Note 5.         Fair Value Measurements

 

The Company defines fair value as the exchange price that would be received for an asset or paid to transfer a liability (an exit price) in the principal or most advantageous market for the asset or liability in an orderly transaction between market participants on the measurement date. Valuation techniques used to measure fair value must maximize the use of observable inputs and minimize the use of unobservable inputs. The standard describes a fair value hierarchy based on three levels of inputs, of which the first two are considered observable and the last unobservable, that may be used to measure fair value which are the following:

 

 

 

Level 1—Quoted prices in active markets for identical assets or liabilities;

 

 

Level 2—Inputs other than Level 1 that are observable, either directly or indirectly, such as quoted prices for similar assets or liabilities, quoted prices in markets that are not active or other inputs that are observable or can be corroborated by observable market data for substantially the full term of the assets or liabilities; and

 

 

Level 3—Unobservable inputs that are supported by little or no market activity and that are significant to the fair value of the assets or liabilities.

 

The following table presents the fair value hierarchy for the Company’s financial instruments measured at fair value on a recurring basis as of June 30, 2023 and December 31, 2022:

 

   

June 30, 2023

 
   

Level 1

   

Level 2

   

Level 3

   

Total

 

Cash equivalents:

                               

Money market funds

  $ 3,250     $ -     $ -     $ 3,250  

Contingent consideration receivable

    -       -       682,000       682,000  

 

   

December 31, 2022

 
   

Level 1

   

Level 2

   

Level 3

   

Total

 

Cash equivalents:

                               

Money market funds

  $ 58,242     $ -     $ -     $ 58,242  

 

As discussed in Note 2 above, in connection with its sale of GMI, the Company received contingent consideration that requires to GMDC to make annual payments equal to five percent (5%) of the purchaser’s GAAP based revenue through December 31, 2029, up to a cumulative maximum of $4,000,000, attributable to the purchaser’s blockchain-enabled digital supply chain management platform and associated technologies.
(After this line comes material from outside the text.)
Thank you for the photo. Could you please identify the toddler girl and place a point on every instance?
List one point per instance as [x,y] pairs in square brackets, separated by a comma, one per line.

The fair value of the contingent consideration was estimated based on GMDC’s forecast of revenue, the estimated after-tax payments to the Company, and the present value of the after-tax payments based on discount rate that reflects the risk of achieving the timing and amounts of forecasted payments. The significant inputs utilized in estimating the fair value of contingent consideration include the forecast of revenues, the income tax rate of 27.0 percent, and the discount rate of 40.75 percent.

 

The following table is a roll-forward of the Level 3 fair value measurements.

 

Fair value of contingent consideration:

       

December 31, 2022

  $ -  

Additions

    682,000  

March 31, 2023

    682,000  

Additions

    -  

June 30, 2023

  $ 682,000  

 

There were no unrealized gains or losses recognized in income for the three- or six-month periods ended June 30, 2023.